3.43 AVERAGE


I reserve the right to go back and up my rating of this book if regular readers of romance can sell me on it, but in all honesty, I was only reading this because it was on Kindle First and I was willfully trying to get out of my comfort zone. Here's what I thought in a vacuum:

The whole letter-discovery thing has been done, and done better than this. Ditto WWII love tales. The story elements and character emotions vacillated between brilliant/touching and contrived/over-the-top. The generational and gender roles were sufficiently traditional that I found myself wondering if the demographic reading this novel would skew toward watchers of Fox News.

And despite this, I finished it, let my heartstrings get played with, and would probably watch the Lifetime movie that seems destined to get made out of this book, provided I was on a date of some kind. So you should probably ignore the insults of this grumpy old man and read it if you're into this sort of things--it's getting great traction on Amazon.

1.5 stars.

Every romance trope appears - a Mary Sue protagonist, ashamed of her divorce, WWII vet, letters found in an old house, long lost love, blah blah blah.
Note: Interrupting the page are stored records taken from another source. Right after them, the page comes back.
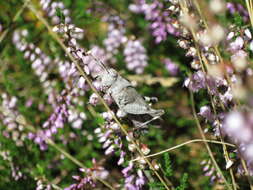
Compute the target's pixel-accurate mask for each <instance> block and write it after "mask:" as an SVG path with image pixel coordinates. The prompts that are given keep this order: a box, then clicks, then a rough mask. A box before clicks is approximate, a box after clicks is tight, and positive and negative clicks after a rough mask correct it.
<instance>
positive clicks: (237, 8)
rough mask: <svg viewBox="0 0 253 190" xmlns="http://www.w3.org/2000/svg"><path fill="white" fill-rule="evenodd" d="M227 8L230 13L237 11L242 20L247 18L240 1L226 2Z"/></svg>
mask: <svg viewBox="0 0 253 190" xmlns="http://www.w3.org/2000/svg"><path fill="white" fill-rule="evenodd" d="M227 9H228V11H229V13H230V14H232V15H233V14H235V13H238V14H239V15H240V16H242V18H243V20H244V21H245V22H246V21H248V20H249V13H248V11H247V9H246V8H245V7H243V5H242V4H240V3H234V2H228V3H227Z"/></svg>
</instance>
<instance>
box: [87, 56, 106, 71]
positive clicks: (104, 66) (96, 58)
mask: <svg viewBox="0 0 253 190" xmlns="http://www.w3.org/2000/svg"><path fill="white" fill-rule="evenodd" d="M87 55H90V56H91V57H92V58H93V59H94V60H95V61H96V62H97V63H99V65H100V66H101V67H102V68H103V69H104V70H106V72H107V73H109V71H108V69H107V68H106V66H105V64H104V63H103V62H102V61H100V60H99V59H97V58H96V57H95V56H93V55H92V53H91V52H90V51H88V52H87Z"/></svg>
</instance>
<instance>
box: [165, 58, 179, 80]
mask: <svg viewBox="0 0 253 190" xmlns="http://www.w3.org/2000/svg"><path fill="white" fill-rule="evenodd" d="M163 62H164V64H165V66H166V69H167V70H168V71H169V73H170V74H171V75H172V76H176V75H177V74H178V72H179V67H178V65H177V64H175V63H173V62H172V61H171V60H170V59H169V58H166V59H164V61H163Z"/></svg>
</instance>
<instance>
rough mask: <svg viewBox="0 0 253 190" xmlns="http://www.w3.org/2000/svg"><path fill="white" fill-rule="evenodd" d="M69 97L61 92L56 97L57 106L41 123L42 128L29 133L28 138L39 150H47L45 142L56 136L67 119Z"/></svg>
mask: <svg viewBox="0 0 253 190" xmlns="http://www.w3.org/2000/svg"><path fill="white" fill-rule="evenodd" d="M69 98H71V96H68V95H67V94H66V91H65V90H63V91H62V93H61V95H60V96H58V97H57V105H56V106H54V111H53V113H52V114H51V115H50V117H49V118H48V120H47V121H45V122H44V123H43V128H44V129H41V130H38V131H37V132H35V133H32V132H30V133H29V134H28V138H29V139H31V140H33V141H34V142H35V143H36V144H38V145H39V146H40V149H41V150H46V149H47V140H48V139H51V138H52V137H53V134H56V133H57V131H58V129H59V128H63V127H64V124H65V123H66V122H67V119H68V117H69V112H68V105H69V104H70V99H69Z"/></svg>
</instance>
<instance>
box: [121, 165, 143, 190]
mask: <svg viewBox="0 0 253 190" xmlns="http://www.w3.org/2000/svg"><path fill="white" fill-rule="evenodd" d="M136 173H137V174H136ZM122 174H123V176H124V188H125V189H126V190H141V189H142V187H143V186H144V185H145V184H146V178H145V177H144V174H143V171H142V170H141V169H138V170H137V172H135V173H134V164H133V163H132V162H130V163H129V165H128V166H127V167H126V168H124V169H123V170H122Z"/></svg>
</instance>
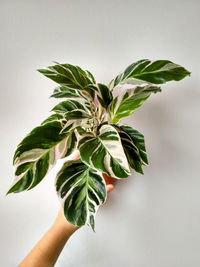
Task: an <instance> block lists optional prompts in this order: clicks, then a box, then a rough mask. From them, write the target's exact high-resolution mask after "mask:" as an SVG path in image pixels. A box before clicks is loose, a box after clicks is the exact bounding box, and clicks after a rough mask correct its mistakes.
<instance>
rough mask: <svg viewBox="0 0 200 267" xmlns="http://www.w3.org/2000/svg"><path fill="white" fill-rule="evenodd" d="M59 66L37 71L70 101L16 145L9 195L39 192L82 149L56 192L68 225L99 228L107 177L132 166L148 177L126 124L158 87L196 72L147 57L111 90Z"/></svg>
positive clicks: (61, 97) (104, 86)
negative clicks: (102, 173) (74, 153)
mask: <svg viewBox="0 0 200 267" xmlns="http://www.w3.org/2000/svg"><path fill="white" fill-rule="evenodd" d="M54 63H55V65H54V66H49V67H47V68H44V69H38V71H39V72H40V73H42V74H43V75H45V76H46V77H48V78H50V79H51V80H53V81H54V82H56V83H57V84H58V86H57V87H56V88H55V89H54V92H53V94H52V95H51V97H54V98H63V101H62V102H60V103H58V104H57V105H56V106H55V107H54V108H53V109H52V110H51V111H52V112H53V114H51V115H50V116H49V117H48V118H47V119H45V120H44V121H43V122H42V123H41V124H40V125H39V126H38V127H36V128H34V129H33V130H32V131H31V132H30V133H29V134H28V135H26V137H25V138H24V139H23V140H22V141H21V143H20V144H19V145H18V146H17V149H16V151H15V154H14V157H13V165H14V173H15V179H14V182H13V184H12V186H11V187H10V189H9V190H8V192H7V194H9V193H18V192H21V191H24V190H30V189H32V188H34V187H35V186H36V185H37V184H39V183H40V182H41V181H42V179H43V178H44V177H45V175H46V174H47V173H48V172H49V171H50V169H51V168H52V167H53V166H54V165H55V164H56V161H57V160H58V159H61V158H65V157H67V156H68V155H70V154H71V153H72V152H73V151H74V150H75V149H77V150H79V152H80V159H76V160H67V161H66V162H65V163H64V164H63V166H62V168H61V169H60V171H59V172H58V173H57V177H56V180H55V187H56V191H57V194H58V197H59V199H60V201H61V203H62V206H63V208H64V214H65V217H66V219H67V220H68V221H69V222H70V223H72V224H74V225H77V226H82V225H84V224H88V225H90V226H91V227H92V229H93V230H94V225H95V223H94V220H95V215H96V212H97V209H98V207H99V206H100V205H101V204H103V203H104V202H105V200H106V186H105V181H104V179H103V176H102V173H106V174H107V175H109V176H112V177H115V178H117V179H125V178H127V177H128V176H130V175H131V168H132V169H134V170H135V171H136V172H139V173H141V174H143V169H142V167H143V165H148V159H147V154H146V149H145V141H144V136H143V134H141V133H140V132H139V131H137V130H135V129H133V128H132V127H131V126H128V125H124V124H121V123H120V120H121V119H122V118H123V117H126V116H130V115H132V114H133V113H134V111H135V110H136V109H137V108H138V107H140V106H141V105H142V103H143V102H144V101H145V100H147V99H148V98H149V97H150V95H151V93H157V92H160V91H161V88H160V87H159V86H158V85H159V84H163V83H166V82H169V81H173V80H174V81H179V80H182V79H183V78H185V77H186V76H187V75H190V72H189V71H187V70H186V69H185V68H183V67H182V66H180V65H177V64H174V63H173V62H171V61H169V60H156V61H150V60H148V59H142V60H139V61H137V62H135V63H133V64H131V65H130V66H128V67H127V68H126V69H125V71H123V72H121V73H120V74H119V75H118V76H117V77H116V78H114V79H113V80H112V81H111V82H110V83H109V84H108V85H106V84H102V83H97V82H96V81H95V78H94V77H93V75H92V74H91V73H90V72H89V71H87V70H83V69H81V68H80V67H78V66H73V65H71V64H59V63H57V62H54Z"/></svg>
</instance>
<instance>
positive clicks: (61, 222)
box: [19, 214, 78, 267]
mask: <svg viewBox="0 0 200 267" xmlns="http://www.w3.org/2000/svg"><path fill="white" fill-rule="evenodd" d="M61 215H62V214H60V216H61ZM77 229H78V227H76V226H73V225H71V224H69V223H68V222H67V221H66V222H65V223H62V222H60V220H59V219H57V220H56V221H55V222H54V224H53V225H52V226H51V228H50V229H49V230H48V232H47V233H46V234H45V235H44V236H43V237H42V239H41V240H40V241H39V242H38V243H37V244H36V245H35V247H34V248H33V249H32V250H31V251H30V253H29V254H28V255H27V256H26V258H25V259H24V260H23V261H22V262H21V263H20V265H19V267H52V266H54V264H55V263H56V261H57V259H58V256H59V255H60V253H61V251H62V249H63V247H64V246H65V244H66V242H67V240H68V239H69V237H70V236H71V235H72V234H73V233H74V232H75V231H76V230H77Z"/></svg>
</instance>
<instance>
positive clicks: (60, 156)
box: [7, 121, 77, 194]
mask: <svg viewBox="0 0 200 267" xmlns="http://www.w3.org/2000/svg"><path fill="white" fill-rule="evenodd" d="M61 129H62V125H61V123H60V122H58V121H51V122H49V123H45V124H43V125H41V126H38V127H36V128H34V129H33V130H32V131H31V132H30V133H29V134H28V135H27V136H26V137H25V138H24V139H23V140H22V141H21V143H20V144H19V145H18V147H17V149H16V151H15V154H14V157H13V165H14V174H15V177H14V181H13V184H12V185H11V187H10V189H9V190H8V192H7V194H9V193H17V192H21V191H24V190H30V189H32V188H33V187H35V186H36V185H37V184H38V183H40V181H41V180H42V179H43V178H44V177H45V175H46V174H47V173H48V172H49V171H50V169H51V168H52V167H53V166H54V165H55V164H56V162H57V160H58V159H61V158H63V157H66V156H68V155H69V154H70V153H72V152H73V150H74V149H75V148H76V143H77V138H76V135H75V133H74V132H73V131H71V132H68V133H66V134H64V135H60V131H61Z"/></svg>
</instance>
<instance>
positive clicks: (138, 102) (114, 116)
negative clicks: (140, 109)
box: [109, 85, 161, 124]
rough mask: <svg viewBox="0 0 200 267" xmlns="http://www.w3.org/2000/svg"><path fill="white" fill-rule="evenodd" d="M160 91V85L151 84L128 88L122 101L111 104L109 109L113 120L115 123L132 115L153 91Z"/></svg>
mask: <svg viewBox="0 0 200 267" xmlns="http://www.w3.org/2000/svg"><path fill="white" fill-rule="evenodd" d="M160 91H161V89H160V87H157V86H151V85H146V86H137V87H136V88H135V89H134V90H133V91H132V90H127V91H126V92H125V93H124V94H123V96H122V100H121V102H120V101H119V99H118V105H117V104H116V103H114V104H113V105H112V104H111V106H110V111H109V117H110V118H111V121H112V122H113V123H114V124H115V123H117V122H118V121H119V120H120V119H121V118H123V117H127V116H130V115H131V114H132V113H133V112H134V111H135V110H136V109H137V108H138V107H140V106H141V105H142V104H143V102H144V101H145V100H146V99H147V98H149V96H150V95H151V93H156V92H160ZM115 101H116V99H115ZM113 106H114V107H113ZM114 108H115V110H114Z"/></svg>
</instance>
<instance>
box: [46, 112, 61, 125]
mask: <svg viewBox="0 0 200 267" xmlns="http://www.w3.org/2000/svg"><path fill="white" fill-rule="evenodd" d="M53 121H59V122H60V123H64V121H66V120H65V118H64V116H63V115H61V114H57V113H56V114H52V115H50V116H49V117H48V118H47V119H45V120H44V121H43V122H42V123H41V125H43V124H46V123H49V122H53Z"/></svg>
Not a fan of the author’s style, either.

To me, this felt like a Good Christian Romance - nothing graphic, traditional gender roles, everything works out in the end.

BORING! I stopped at 11% through the book. It seemed so predictable and the writing is at a third grade level.
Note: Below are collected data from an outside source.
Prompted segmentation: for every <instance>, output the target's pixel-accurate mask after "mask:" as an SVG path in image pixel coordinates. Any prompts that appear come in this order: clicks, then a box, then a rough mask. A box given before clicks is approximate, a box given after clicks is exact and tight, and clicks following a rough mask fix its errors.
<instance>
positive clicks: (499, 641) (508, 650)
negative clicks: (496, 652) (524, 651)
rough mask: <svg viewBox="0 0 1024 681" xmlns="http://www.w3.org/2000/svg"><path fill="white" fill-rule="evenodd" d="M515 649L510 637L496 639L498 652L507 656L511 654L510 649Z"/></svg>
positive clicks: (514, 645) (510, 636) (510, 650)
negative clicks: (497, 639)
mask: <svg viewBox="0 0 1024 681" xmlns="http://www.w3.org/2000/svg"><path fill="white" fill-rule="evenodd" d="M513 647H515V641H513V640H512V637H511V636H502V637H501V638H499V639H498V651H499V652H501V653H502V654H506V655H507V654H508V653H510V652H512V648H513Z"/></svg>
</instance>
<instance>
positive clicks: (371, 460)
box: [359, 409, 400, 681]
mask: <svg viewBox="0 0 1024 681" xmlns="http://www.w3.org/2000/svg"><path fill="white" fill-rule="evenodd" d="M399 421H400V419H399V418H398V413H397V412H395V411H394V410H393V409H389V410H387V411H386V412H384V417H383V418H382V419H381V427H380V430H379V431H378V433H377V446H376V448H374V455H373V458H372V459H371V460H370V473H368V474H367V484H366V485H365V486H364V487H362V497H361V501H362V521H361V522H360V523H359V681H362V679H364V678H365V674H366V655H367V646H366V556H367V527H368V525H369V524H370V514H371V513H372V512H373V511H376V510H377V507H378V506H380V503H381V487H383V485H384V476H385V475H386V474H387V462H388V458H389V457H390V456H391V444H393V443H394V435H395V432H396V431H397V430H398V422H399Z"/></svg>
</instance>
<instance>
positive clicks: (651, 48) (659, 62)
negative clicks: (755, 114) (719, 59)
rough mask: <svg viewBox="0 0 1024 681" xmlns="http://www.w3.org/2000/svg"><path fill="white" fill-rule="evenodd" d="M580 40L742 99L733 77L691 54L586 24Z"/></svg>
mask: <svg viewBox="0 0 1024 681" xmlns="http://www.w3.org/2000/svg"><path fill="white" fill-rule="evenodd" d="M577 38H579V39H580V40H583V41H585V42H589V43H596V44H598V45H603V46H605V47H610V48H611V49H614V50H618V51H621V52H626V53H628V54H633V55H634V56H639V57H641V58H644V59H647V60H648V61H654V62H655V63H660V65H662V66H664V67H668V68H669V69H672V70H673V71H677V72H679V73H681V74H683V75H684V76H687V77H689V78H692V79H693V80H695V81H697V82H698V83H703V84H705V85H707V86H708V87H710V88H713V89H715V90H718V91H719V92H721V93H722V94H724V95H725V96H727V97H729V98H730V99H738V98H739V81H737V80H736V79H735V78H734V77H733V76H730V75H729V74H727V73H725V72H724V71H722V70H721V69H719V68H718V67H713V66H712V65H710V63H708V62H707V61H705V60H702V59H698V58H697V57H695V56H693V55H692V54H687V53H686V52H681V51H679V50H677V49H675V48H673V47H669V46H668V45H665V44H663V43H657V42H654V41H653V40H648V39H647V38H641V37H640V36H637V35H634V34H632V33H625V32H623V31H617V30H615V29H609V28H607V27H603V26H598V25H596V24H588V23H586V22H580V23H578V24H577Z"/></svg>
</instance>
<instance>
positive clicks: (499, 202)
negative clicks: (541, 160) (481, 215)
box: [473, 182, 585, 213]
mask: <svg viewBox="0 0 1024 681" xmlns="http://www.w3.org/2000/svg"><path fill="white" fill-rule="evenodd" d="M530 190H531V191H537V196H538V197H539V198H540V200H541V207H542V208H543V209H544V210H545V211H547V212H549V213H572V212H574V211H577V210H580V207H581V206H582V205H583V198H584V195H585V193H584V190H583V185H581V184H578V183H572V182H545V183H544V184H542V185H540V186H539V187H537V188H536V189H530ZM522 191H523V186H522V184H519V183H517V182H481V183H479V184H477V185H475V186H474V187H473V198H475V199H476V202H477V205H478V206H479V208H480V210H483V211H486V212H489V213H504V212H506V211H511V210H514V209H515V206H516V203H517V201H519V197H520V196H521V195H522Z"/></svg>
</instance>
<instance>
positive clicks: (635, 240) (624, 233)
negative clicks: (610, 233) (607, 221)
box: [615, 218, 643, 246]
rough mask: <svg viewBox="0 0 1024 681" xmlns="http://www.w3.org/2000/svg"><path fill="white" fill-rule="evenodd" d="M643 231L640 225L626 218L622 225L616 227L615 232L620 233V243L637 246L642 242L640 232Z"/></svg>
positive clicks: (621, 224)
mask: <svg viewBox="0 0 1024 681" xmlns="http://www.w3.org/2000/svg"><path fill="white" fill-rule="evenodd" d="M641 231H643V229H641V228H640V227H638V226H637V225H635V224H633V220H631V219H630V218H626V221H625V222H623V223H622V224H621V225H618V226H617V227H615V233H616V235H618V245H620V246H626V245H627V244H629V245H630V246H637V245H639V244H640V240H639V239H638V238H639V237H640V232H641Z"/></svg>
This book had me in tears. It's amazing how your own personal history can influence how you take in a story. This is a lovely book that I'm so glad I got to read.

Good summertime beach book

Overall a good freebie. Will was a bit unlikable, but I was able to get past that and enjoy the story.

The characters in this book are not unique or compelling. This is a bland, cookie cutter, paint-by-number romance.

Good little Hallmark movie in a book lol- but my grandparents recommended so… if they ask, 5 stars!

very good story. Love -story mixed with a little hidden past inside the letters found in an old house.

I teach high school writing, and it reminded me of grading fictional short stories. Which is what it should have stayed. An A for my high schooler, merely passing for a published work. Bravo for creating important and not-too-cliched elderly characters, but the romance scenes were painfully PG.